EDIT: Updated link to neighbor table lookup

thvdveld commented 1 year ago

Indeed, the next-hop for D in the table is C, however, then it should look for a next-hop to C, which is not in the routing table. So it should send it to the default route, and not look up the mac address of C.

thvdveld commented 1 year ago

So I think the implementation for finding a route in Contiki should be modified. Once if finds the next-hop for some destination, it should also check if the next-hop has a route entry. In case of RPL, this route entry is not there any more, because of the no-path. This means that uip_ds6_route_lookup returns the default route instead of C.

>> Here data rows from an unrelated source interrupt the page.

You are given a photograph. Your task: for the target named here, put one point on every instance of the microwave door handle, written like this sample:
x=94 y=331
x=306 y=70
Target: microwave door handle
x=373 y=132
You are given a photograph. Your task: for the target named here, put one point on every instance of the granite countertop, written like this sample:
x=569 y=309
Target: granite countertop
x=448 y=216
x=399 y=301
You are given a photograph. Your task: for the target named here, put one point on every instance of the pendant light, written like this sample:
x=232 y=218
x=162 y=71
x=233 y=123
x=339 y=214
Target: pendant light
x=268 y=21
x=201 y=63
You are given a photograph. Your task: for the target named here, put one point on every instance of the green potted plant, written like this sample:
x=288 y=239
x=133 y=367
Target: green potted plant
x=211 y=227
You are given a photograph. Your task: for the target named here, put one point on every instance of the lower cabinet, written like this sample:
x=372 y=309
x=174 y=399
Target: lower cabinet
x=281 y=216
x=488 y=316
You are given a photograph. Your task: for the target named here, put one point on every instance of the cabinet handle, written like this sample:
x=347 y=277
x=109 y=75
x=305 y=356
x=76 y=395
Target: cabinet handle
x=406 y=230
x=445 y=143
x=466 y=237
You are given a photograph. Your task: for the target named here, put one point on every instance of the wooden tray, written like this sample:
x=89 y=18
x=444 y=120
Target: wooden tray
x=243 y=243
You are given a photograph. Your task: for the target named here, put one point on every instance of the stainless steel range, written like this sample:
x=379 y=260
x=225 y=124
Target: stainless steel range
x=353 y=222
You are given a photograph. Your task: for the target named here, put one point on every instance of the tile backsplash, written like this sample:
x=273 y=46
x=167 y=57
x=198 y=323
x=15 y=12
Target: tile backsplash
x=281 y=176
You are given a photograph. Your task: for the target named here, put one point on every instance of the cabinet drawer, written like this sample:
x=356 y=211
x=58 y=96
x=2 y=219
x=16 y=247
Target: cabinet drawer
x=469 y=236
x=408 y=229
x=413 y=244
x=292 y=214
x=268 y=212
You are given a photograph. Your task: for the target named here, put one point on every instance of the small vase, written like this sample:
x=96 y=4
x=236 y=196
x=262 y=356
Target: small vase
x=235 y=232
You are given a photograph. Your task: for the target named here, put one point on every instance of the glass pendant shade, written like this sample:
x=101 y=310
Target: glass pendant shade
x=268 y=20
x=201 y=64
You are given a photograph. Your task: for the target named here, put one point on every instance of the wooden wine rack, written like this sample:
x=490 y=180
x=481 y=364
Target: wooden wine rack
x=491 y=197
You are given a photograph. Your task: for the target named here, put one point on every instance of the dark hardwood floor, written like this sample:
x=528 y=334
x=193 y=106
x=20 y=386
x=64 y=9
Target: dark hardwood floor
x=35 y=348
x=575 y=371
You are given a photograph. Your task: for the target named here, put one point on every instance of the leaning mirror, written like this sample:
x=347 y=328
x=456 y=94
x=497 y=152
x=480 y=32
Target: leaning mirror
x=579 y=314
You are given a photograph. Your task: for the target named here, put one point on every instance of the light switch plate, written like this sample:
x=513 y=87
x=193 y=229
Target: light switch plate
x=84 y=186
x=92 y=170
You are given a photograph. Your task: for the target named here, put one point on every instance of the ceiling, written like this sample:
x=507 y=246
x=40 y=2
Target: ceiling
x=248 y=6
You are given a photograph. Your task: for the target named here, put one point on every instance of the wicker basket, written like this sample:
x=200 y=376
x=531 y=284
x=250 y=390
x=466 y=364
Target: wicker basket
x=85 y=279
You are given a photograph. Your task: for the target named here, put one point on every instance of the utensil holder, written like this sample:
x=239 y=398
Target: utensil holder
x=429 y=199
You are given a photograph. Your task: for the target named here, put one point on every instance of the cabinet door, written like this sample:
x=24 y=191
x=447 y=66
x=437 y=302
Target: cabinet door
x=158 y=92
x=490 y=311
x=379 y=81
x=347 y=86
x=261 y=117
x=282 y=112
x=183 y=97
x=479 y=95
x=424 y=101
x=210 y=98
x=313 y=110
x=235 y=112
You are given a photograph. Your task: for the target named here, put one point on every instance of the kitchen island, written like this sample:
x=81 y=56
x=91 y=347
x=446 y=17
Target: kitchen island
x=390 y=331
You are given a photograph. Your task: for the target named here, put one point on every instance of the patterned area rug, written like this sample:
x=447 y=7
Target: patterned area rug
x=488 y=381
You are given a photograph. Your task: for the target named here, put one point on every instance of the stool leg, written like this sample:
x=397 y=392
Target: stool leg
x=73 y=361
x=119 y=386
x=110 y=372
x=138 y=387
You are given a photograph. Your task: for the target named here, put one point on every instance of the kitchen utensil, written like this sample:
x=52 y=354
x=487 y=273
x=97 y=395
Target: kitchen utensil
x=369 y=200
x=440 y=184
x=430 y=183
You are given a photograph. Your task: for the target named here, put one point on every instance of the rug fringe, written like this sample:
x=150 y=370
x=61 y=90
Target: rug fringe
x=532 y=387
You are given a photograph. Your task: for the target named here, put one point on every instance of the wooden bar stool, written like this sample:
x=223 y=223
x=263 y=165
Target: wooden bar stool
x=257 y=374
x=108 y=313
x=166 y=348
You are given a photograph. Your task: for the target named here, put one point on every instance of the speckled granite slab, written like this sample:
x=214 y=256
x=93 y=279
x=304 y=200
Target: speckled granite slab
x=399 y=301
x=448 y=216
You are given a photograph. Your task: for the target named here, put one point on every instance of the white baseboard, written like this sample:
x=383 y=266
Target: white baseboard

arurke commented 11 months ago

Sorry for the delay @thvdveld, life got in the way. Unfortunately it will keep getting in the way for some time. But I will just briefly add that I am not yet convinced about your proposed modification. Especially Once if finds the next-hop for some destination, it should also check if the next-hop has a route entry. seem to me to be highly unorthodox (just thinking about my earlier experience with how e.g. Cisco does routing- and forwarding-lookup). It would also radically change a core Contiki-NG/Contiki behavior that I assume has been like this for a long time - it seems such a fundamental "flaw" would have had ramifications far beyond the niche issue we are discussing here and should thus have been noticed earlier if it indeed was a problem.

Apologies for not being more useful in my arguments right now, hopefully I can return to this later.

thvdveld commented 11 months ago

I thought about this since the last time I wrote, and I think I am wrong. I'll think about it a bit more later this week.